Depois da surpresa, correria atrás de explicações. A mais evidente é a mesma de muitos outros países europeus: os civilizados, ricos e tolerantes holandeses – 58 mil dólares de renda per capita – não aguentam mais a imigração em massa. É o mesmo problema de todos os países europeus e pode explodir de maneira inesperada, seja democraticamente, como na eleição na Holanda, seja descontroladamente como aconteceu ontem na Irlanda, com surto de violência e saques depois de correr que um argelino havia esfaqueado três crianças e uma professora em frente a uma escola.
Mas o problema não tem nada de novo e Rutte estava promovendo várias restrições ao sistema de pedidos de asilo, nada muito impressionante, mas na direção que a maioria da opinião pública deseja.
Escrevendo na Spectator, o comentarista Freddie Gray levantou até outra possibilidade: pesaram a eclosão do conflito entre Israel e o Hamas em Gaza e as manifestações de rua que exaltavam o grupo terrorista.
Como argumento, ele lembra que em 6 de outubro, o PVV, como o partido de Wilders é conhecido, tinha apenas 12% das preferências. “É cedo para dizer com certeza se esses protestos provocaram uma reação raivosa nas urnas e propeliram à vitoria um dos políticos mais explicitamente contra o Islã da Europa. Mas a coincidência parece evidente demais para ser ignorada”, especulou.
Wilders realmente pode ser qualificado como anti-Islã, que chama de ”ideologia de uma cultura atrasada”.
“Eu não odeio os muçulmanos, odeio o Islã”, costuma dizer.
Não é difícil imaginar os resultados. Desde 2004, ele vive sob proteção policial tão cerrada que só vê duas vezes por semana a própria mulher, Kristina Márfai, ex-diplomata húngara – aliás, muitas posições antiimigração de Wilders se coadunam com as de Victor Orbán, embora o primeiro-ministro da Hungria pegue mais leve e seja menos emocional que o holandês.
Wilders também quer um plebiscito para decidir se o país continua na União Europeia. “É o pior pesadelo da UE”, escreveu o Politico.
As pesquisas indicam que o voto pela permanência ganharia. Mas vá se saber o que os eleitores holandeses estão planejando em segredo?
Eles já pregaram um susto danado no establishment com a votação de um partido formado do nada por produtores rurais, revoltados com as medidas do governo para forçá-los a reduzir a pecuária e assim diminuir as emissões de gases condenados pelos padrões da UE. Agora, vieram com essa guinada em relação a um político que parecia ter virado parte da paisagem, tendo esgotado o fator choque há muito tempo (não para os fanáticos, obviamente: um jogador de críquete paquistanês ofereceu 20 mil euros a quem assassinasse o político holandês).

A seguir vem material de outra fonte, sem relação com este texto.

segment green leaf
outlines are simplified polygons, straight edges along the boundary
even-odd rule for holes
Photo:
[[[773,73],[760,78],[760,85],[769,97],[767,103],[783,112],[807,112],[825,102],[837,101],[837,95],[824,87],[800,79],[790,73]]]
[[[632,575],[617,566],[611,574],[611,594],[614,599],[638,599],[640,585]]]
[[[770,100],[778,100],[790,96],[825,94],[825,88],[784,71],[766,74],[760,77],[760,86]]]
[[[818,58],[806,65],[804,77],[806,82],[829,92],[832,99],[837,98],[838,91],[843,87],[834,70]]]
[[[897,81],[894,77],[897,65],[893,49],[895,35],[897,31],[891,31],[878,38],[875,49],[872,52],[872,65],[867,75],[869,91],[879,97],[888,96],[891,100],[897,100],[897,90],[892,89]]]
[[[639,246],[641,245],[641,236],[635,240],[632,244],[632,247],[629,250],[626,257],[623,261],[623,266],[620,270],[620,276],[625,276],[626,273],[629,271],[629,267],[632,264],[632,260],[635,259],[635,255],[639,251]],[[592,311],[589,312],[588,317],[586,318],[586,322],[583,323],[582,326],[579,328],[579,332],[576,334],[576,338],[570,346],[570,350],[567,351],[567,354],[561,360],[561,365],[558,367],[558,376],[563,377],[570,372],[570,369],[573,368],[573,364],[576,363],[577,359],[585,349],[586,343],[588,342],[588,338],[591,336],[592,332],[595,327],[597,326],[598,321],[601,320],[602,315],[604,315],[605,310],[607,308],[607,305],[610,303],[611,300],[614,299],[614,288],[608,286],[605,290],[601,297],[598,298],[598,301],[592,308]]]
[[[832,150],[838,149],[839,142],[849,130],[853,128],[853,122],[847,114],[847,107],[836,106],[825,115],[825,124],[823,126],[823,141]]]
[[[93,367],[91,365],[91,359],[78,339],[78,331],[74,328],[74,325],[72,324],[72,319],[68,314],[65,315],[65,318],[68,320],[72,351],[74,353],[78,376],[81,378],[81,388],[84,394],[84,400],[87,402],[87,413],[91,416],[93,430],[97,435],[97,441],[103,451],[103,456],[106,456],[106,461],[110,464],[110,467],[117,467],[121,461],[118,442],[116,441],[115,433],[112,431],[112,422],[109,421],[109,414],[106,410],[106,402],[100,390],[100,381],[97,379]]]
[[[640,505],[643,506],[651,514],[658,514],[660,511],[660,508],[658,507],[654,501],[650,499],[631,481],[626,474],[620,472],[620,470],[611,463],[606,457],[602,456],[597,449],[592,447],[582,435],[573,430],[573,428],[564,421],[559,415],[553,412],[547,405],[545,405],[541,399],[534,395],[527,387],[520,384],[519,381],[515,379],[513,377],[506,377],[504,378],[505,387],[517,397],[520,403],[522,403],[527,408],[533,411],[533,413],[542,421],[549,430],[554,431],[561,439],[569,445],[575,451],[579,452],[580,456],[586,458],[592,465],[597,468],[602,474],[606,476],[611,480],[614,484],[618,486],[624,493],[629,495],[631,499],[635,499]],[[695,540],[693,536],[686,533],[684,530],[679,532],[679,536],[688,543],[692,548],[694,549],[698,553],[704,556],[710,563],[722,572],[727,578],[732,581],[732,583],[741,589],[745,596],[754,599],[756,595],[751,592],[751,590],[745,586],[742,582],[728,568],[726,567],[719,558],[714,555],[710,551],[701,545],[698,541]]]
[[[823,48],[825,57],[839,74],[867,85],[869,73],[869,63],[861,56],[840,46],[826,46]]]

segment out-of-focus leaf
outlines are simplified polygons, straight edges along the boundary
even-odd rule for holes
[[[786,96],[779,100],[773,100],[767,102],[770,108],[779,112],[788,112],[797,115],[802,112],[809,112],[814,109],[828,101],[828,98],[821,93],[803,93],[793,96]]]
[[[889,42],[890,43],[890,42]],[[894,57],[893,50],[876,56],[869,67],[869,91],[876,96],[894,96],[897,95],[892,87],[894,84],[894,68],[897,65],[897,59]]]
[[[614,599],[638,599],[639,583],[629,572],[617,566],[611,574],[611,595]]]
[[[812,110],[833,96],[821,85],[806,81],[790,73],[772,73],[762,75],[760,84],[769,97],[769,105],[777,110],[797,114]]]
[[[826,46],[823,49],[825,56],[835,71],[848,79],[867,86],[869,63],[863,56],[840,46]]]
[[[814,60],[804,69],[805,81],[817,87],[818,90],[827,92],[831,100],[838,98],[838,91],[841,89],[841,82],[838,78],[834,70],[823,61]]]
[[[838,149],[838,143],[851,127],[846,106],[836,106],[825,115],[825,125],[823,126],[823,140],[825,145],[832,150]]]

Hoje na Holanda, 21% da população é formada por imigrantes ou seus filhos, geralmente provenientes do norte da África ou do Oriente Médio. Incluem-se nessa fatia casos de sucesso como o de Dilan Yesilgoz. Nascida na Turquia, foi pequena para a Holanda, onde começou a carreira política na esquerda e caminhou para a centro-direita, tornando-se a substituta de Mark Rutte na liderança do Partido Popular pela Liberdade e a Democracia.
No começo da campanha eleitoral que culminou na inesperada vitória de Wilders, ela indicou que poderia se inclinar por uma coalizão com o PVV. Wilder também amenizou o discurso, parou de falar em proibir mesquitas e poderia até desistir do plebiscito sobre a União Europeia.
Não seria incrível ver uma coalizão liderada por uma política de origem turca e um opositor radical do Islã, sendo moderado pelas realidades de administrar um país? E se ele, em vez de loucuras, fizesse um governo sensato como o de Giorgia Meloni, eleita em circunstâncias similares, na Itália?